# Tips or advice for fishing in SWFL



## DBStoots (Jul 9, 2011)

I've learned a lot by fishing with guides, especially those who are patient enough to teach as well as guide. So, you might begin by booking a couple of trips. Redfish are bottom feeders with voracious appetites for all sorts of things like shrimp, blue crabs, sandfleas, finger mullet, pinfish, sardines, etc. So, look for bait and signs of bait (diving birds, mullet muds, etc.). Reds will also hit a variety of artificial baits like spoons, deep diving plugs, and soft plastic baits in many different sizes and colors. On and around lush grass flats or jagged oyster bars, try ¼ oz. gold spoon. Slowly approach the area. Kill engine 100 yards out. Poll or troll. Study the area. Which way is tide running? Is bait moving? Are there sandy potholes or distinct edges where tall grass meets short grass? 

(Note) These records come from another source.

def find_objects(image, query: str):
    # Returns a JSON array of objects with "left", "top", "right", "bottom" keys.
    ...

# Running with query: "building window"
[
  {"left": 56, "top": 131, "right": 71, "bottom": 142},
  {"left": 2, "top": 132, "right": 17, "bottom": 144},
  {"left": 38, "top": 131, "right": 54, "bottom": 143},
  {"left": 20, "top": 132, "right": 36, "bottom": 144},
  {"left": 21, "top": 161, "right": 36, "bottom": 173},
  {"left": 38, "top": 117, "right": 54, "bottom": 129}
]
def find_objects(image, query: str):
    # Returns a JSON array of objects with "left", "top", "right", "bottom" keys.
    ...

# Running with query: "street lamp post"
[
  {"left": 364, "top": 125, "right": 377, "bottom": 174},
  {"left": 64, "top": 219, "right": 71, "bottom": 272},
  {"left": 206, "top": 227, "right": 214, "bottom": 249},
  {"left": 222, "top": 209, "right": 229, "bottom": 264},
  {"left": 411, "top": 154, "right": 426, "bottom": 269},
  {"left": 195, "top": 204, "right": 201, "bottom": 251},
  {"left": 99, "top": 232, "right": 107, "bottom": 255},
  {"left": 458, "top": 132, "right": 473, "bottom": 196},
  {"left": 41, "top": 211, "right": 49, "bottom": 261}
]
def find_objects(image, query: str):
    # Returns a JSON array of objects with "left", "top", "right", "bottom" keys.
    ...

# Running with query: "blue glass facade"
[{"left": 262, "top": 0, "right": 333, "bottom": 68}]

Try scented soft plastics on Mustad Ultra Point Power Lock Hook (1/16 oz. in water up to 1’; 1/8 oz. in deeper water). Texas Rig a shrimp on a 1/0 or 2/0 hook with tiny split shot above the eye of the hook. Soft plastics and jigs are great. 5” fish bites jerk bait on a light jig head, 10 lb. braid with 20 lb. fluorocarbon leader. DOA Cal rigged weedless. Sight fish in 2’ to 3’ of water. Go out when the tides are < 1’. When tides are extremely low, study bottom contours to see which flats are deeper, which are exposed, etc. Look for cruising reds on the last part of the outgoing tide and first part of the incoming tide. Try pink/white Bass Assassin Shad for reds.


----------



## slowtyper16 (May 29, 2015)

DBStoots said:


> I've learned a lot by fishing with guides, especially those who are patient enough to teach as well as guide. So, you might begin by booking a couple of trips. Redfish are bottom feeders with voracious appetites for all sorts of things like shrimp, blue crabs, sandfleas, finger mullet, pinfish, sardines, etc. So, look for bait and signs of bait (diving birds, mullet muds, etc.). Reds will also hit a variety of artificial baits like spoons, deep diving plugs, and soft plastic baits in many different sizes and colors. On and around lush grass flats or jagged oyster bars, try ¼ oz. gold spoon. Slowly approach the area. Kill engine 100 yards out. Poll or troll. Study the area. Which way is tide running? Is bait moving? Are there sandy potholes or distinct edges where tall grass meets short grass?
> 
> Try scented soft plastics on Mustad Ultra Point Power Lock Hook (1/16 oz. in water up to 1’; 1/8 oz. in deeper water). Texas Rig a shrimp on a 1/0 or 2/0 hook with tiny split shot above the eye of the hook. Soft plastics and jigs are great. 5” fish bites jerk bait on a light jig head, 10 lb. braid with 20 lb. fluorocarbon leader. DOA Cal rigged weedless. Sight fish in 2’ to 3’ of water. Go out when the tides are < 1’. When tides are extremely low, study bottom contours to see which flats are deeper, which are exposed, etc. Look for cruising reds on the last part of the outgoing tide and first part of the incoming tide. Try pink/white Bass Assassin Shad for reds.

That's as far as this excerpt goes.